I can see the looks of surprise dawning across people’s faces as they realise that, all their lives, they’re been surrounded by food. “I just assumed they were poisonous”, one woman says as Diego picks the strikingly bright purple berries of the native dianella. “You can keep thinking that, more for me” he says, as he pops several in his mouth.   

Diego teaches the attitude of reverence. He opens every workshop by acknowledging the Indigenous peoples of the area. But it’s much more than the brief, dry spiel we’ve come to expect in public gatherings. He shares with us a story, told to him by Aunty Fran Bodkin, of how Indigenous children, when lost, were told to find the mother tree (members of the casuarina family) and it would look after them.

 “Indigenous stories are simple, but they contain an enormous amount of complexity”, Diego says, as he points out how sheltering under a casuarina means that you are next to a body of water (where casuarinas always grow), that you are sheltered from the rain by their dense canopy, offered a soft place to sleep on the fallen foliage around their base, and, because they grow in clusters, they form a mass identifiable from a distance so that relatives can find the children there.

Diego teaches the attitude of gratitude. As he lays out the twenty different edible plants that he’s collected over the course of the 500 metre stroll, he says, “Just remember, this is not free food. These are all gifts”. Seeing the world through Diego’s eyes you suddenly start to feel that the world has been trying to care for you in ways you never recognised, sprinkling gifts in front of you that you blindly walked over.

After the workshop is over and he and I are walking back together, he says to me “With the bushfires, with the drought, with everything, I’m questioning whether I’m doing enough”. His face, which has been animated with joy for the past two hours, drops, and his forehead furrows as the stares at the ground covered in weeds, which for a moment he does not see as his thoughts turn inwards. This expression is familiar to me – I see it flash across the faces of all the people I know who are concerned about the state of the planet.
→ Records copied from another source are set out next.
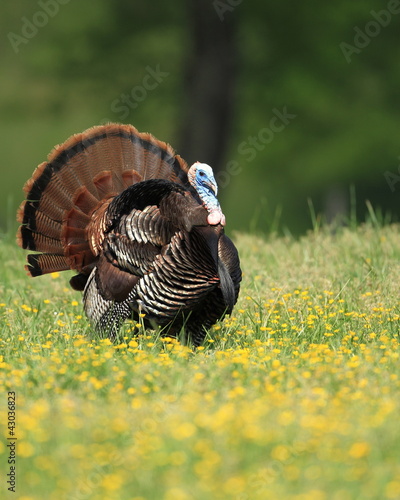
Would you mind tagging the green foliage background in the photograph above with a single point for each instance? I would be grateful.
(345, 133)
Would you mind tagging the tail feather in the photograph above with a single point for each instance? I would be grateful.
(65, 193)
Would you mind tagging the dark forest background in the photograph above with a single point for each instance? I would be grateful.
(295, 104)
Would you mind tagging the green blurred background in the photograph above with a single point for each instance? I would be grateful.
(288, 101)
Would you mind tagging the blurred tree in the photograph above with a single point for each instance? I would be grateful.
(209, 81)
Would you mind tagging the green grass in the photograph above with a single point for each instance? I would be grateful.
(296, 396)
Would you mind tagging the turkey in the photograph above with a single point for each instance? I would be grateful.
(143, 231)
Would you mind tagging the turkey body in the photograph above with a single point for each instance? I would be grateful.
(144, 233)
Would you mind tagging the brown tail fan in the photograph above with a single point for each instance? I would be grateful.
(65, 194)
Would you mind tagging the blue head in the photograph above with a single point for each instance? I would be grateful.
(201, 177)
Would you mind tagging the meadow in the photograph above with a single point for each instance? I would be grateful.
(296, 396)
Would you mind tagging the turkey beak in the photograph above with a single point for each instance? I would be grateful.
(212, 185)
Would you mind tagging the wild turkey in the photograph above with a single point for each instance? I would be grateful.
(144, 232)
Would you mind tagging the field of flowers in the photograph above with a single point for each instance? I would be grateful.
(294, 397)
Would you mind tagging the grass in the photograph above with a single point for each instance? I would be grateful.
(296, 396)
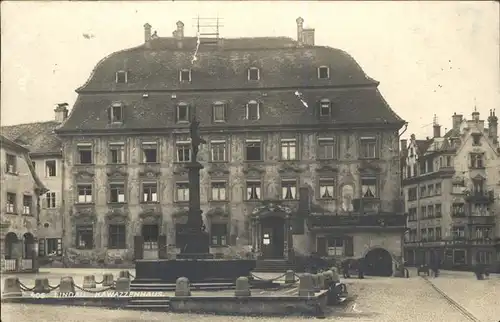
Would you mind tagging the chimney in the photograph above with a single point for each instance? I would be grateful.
(493, 126)
(300, 30)
(436, 128)
(475, 115)
(147, 32)
(61, 112)
(456, 120)
(308, 36)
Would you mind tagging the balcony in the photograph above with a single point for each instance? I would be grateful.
(378, 221)
(486, 197)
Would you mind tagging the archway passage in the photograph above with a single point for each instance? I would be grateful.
(378, 262)
(29, 245)
(273, 237)
(10, 242)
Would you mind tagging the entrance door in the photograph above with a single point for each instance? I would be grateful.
(273, 237)
(150, 233)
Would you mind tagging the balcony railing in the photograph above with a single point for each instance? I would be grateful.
(375, 221)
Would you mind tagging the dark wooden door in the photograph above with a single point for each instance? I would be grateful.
(138, 247)
(162, 247)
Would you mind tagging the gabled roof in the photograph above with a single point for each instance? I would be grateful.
(38, 137)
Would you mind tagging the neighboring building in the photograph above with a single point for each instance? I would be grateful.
(127, 138)
(20, 191)
(452, 188)
(46, 155)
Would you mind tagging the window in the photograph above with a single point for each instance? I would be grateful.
(253, 190)
(289, 149)
(437, 189)
(218, 233)
(412, 194)
(11, 163)
(50, 200)
(412, 214)
(325, 108)
(335, 247)
(219, 112)
(121, 77)
(458, 209)
(483, 232)
(423, 191)
(150, 192)
(183, 151)
(476, 160)
(430, 211)
(369, 187)
(288, 189)
(253, 110)
(116, 237)
(326, 148)
(253, 73)
(85, 193)
(423, 212)
(368, 148)
(151, 234)
(326, 188)
(218, 191)
(27, 204)
(253, 150)
(117, 193)
(476, 139)
(182, 191)
(85, 153)
(438, 233)
(185, 75)
(116, 153)
(218, 151)
(323, 72)
(11, 203)
(115, 113)
(84, 236)
(50, 168)
(437, 210)
(149, 152)
(182, 113)
(458, 232)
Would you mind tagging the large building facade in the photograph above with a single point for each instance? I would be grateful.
(45, 151)
(451, 184)
(302, 152)
(20, 194)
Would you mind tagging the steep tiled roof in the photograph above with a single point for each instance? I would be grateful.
(220, 74)
(278, 108)
(38, 137)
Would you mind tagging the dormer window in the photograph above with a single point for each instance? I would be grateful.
(323, 72)
(115, 113)
(121, 77)
(253, 73)
(182, 113)
(253, 110)
(185, 75)
(325, 108)
(219, 112)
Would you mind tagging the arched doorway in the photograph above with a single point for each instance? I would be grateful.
(10, 243)
(273, 237)
(29, 245)
(378, 262)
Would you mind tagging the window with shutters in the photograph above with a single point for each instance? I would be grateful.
(84, 237)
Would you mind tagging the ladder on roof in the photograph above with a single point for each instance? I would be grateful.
(208, 30)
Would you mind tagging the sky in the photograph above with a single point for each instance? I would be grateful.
(429, 57)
I think it’s ironic that often the people who wonder whether they’re doing enough are the ones who are already doing so much. I don’t say anything at the time, but afterwards, I wish I’d said to him something I often remind myself of. That the only things that matter in a crisis are the only things which matter at any time - being calm, being kind, being present, and being gentle. I think of the ways he gathers in the soft needles of the casuarina like he was stroking someone’s hair. The way in delights in every question being asked. The way he doesn’t just thank people for coming, he softly bows with his hands on his heart.
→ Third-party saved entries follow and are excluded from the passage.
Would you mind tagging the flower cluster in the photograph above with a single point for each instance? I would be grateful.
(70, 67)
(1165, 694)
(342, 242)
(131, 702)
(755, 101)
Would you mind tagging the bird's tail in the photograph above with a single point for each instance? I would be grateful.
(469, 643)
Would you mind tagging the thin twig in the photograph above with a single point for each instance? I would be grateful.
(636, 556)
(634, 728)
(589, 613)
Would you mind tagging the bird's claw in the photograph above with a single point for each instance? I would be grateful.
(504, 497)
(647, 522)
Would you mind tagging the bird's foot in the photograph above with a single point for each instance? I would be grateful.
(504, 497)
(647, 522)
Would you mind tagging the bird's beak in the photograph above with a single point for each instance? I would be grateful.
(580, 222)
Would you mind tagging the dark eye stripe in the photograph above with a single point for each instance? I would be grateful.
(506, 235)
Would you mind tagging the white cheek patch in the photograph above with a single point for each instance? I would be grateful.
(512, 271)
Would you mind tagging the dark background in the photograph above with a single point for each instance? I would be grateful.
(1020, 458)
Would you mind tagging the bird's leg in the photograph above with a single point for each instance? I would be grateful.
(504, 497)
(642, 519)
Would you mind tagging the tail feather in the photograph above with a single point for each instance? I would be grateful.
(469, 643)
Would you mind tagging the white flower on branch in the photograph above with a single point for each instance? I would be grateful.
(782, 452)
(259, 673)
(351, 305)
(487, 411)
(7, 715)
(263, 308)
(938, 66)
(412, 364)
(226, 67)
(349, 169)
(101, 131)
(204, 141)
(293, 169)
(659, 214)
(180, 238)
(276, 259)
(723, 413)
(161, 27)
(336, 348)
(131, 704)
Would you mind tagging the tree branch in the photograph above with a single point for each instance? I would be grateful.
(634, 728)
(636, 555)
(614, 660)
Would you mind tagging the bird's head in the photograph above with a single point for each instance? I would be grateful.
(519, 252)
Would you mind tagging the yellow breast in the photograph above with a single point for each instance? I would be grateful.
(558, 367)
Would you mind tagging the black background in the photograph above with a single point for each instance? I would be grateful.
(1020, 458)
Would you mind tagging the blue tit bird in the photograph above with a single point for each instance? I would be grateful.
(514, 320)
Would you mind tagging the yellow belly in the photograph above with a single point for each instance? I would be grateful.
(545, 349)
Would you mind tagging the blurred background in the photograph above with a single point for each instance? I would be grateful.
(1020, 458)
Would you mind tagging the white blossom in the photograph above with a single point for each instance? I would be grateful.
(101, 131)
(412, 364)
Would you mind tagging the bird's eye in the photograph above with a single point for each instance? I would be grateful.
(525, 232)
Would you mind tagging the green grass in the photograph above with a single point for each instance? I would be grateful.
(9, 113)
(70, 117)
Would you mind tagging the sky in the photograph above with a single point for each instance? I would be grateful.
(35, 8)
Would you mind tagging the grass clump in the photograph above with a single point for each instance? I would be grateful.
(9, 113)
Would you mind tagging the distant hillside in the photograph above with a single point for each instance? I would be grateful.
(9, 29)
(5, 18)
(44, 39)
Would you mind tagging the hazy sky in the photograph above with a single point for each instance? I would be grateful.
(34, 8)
Diego is at the height of his powers and it is vital that we learn from him while we can so that his knowledge can become common again and doesn’t slip through the generational gap. Not just the information, but the attitudes that Diego teaches – abundance, reverence, and gratitude – are enough to turn our world around, away from ecological crisis and towards harmony with the natural world.  

His workshops are not a curiosity or an afternoon’s entertainment – if we really took on what he is teaching it has the potential to change the world. And then, he can be assured that he has done enough.